Getting to a fully decarbonized grid will require installing enormous amounts of renewable generation capacity, primarily from wind and solar, but these sources come with problems of intermittency and seasonality that require solutions. Batteries represent short-term storage solutions that can aid with intermittency, while hydrogen represents a potential storage solution that can offer large-scale seasonal energy storage. Expanding existing transmission capacity can reduce storage requirements (and therefore, cost) for a reliable clean grid, as can building excess renewable generation capacity. Keeping existing nuclear plants contributing zero-carbon power to the grid enables more zero-carbon power to be produced as the transition is made, though new nuclear plants aren’t favorable under current economics. Existing fossil-fueled generation infrastructure can ensure reliability during long-tail events, and carbon capture can ensure that the overall system is functionally carbon-free. While I haven’t comprehensively addressed every possible technology that could be relevant, the ones I’ve presented here are likely to play large roles in future decarbonization. As evidenced by several studies, there are several paths to achieving zero emissions in the US power system, many of which rely on all-of-the-above strategies. The key takeaway is that such a transition is technically feasible, and required to enable overall economy-wide decarbonization. Having examined the some of the technologies that we’ll need to get the job done, I’ll now turn to the policies needed to enable a departure from the status quo on the path toward zero.


[1] Moss Landing is currently in the process of expanding to 400 MW/1600 MWh, which is expected to be completed in August. This is roughly equivalent to the battery capacity of 20,000 Long Range Tesla Model 3’s, which is to say that it’s a massive battery system.

[2] Electric vehicles integrate numerous small battery “cells” into more complex packs (that often incorporate safety and cooling systems). The cost of batteries at a cell level, therefore, is likely to be cheaper, but even grid batteries require their own (different) packaging.

[3] For example, Tesla’s Battery Day announcement shows their large-scale grid-storage “Megapack” solution relying on a slightly different cathode composition than do their (currently-available) cars, due to a desire to optimize for high cycle life (as opposed to density per unit mass or volume).

[4] Deferring infrastructure spending does save money, when you account for the time-value of money.
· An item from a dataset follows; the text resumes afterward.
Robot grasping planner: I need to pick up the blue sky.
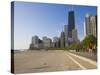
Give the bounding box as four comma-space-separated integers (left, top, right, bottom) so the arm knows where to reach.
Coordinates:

[5] For the last point, the idea is that a sufficiently-sized battery can reduce the amount of power that a transmission line may need to carry. As a hypothetical example, imagine a wind/solar farm that’s decently isolated from major users of electricity. Without a battery, the transmission line needs to be capable of handling the maximum output from the power source – otherwise, excess power generation gets curtailed and wasted. With a large enough battery, the transmission line could be built with capacity that’s only large enough as the average amount of power expected to be produced by the power source, since the battery could smooth out the peaks and troughs in electricity generation. Thicker, higher-capacity transmission lines could more to construct, which is where the cost savings comes in.

[6] CAGR stands for Compound Annual Growth Rate. This implies that annual deployments of battery storage will double every 2.9 years.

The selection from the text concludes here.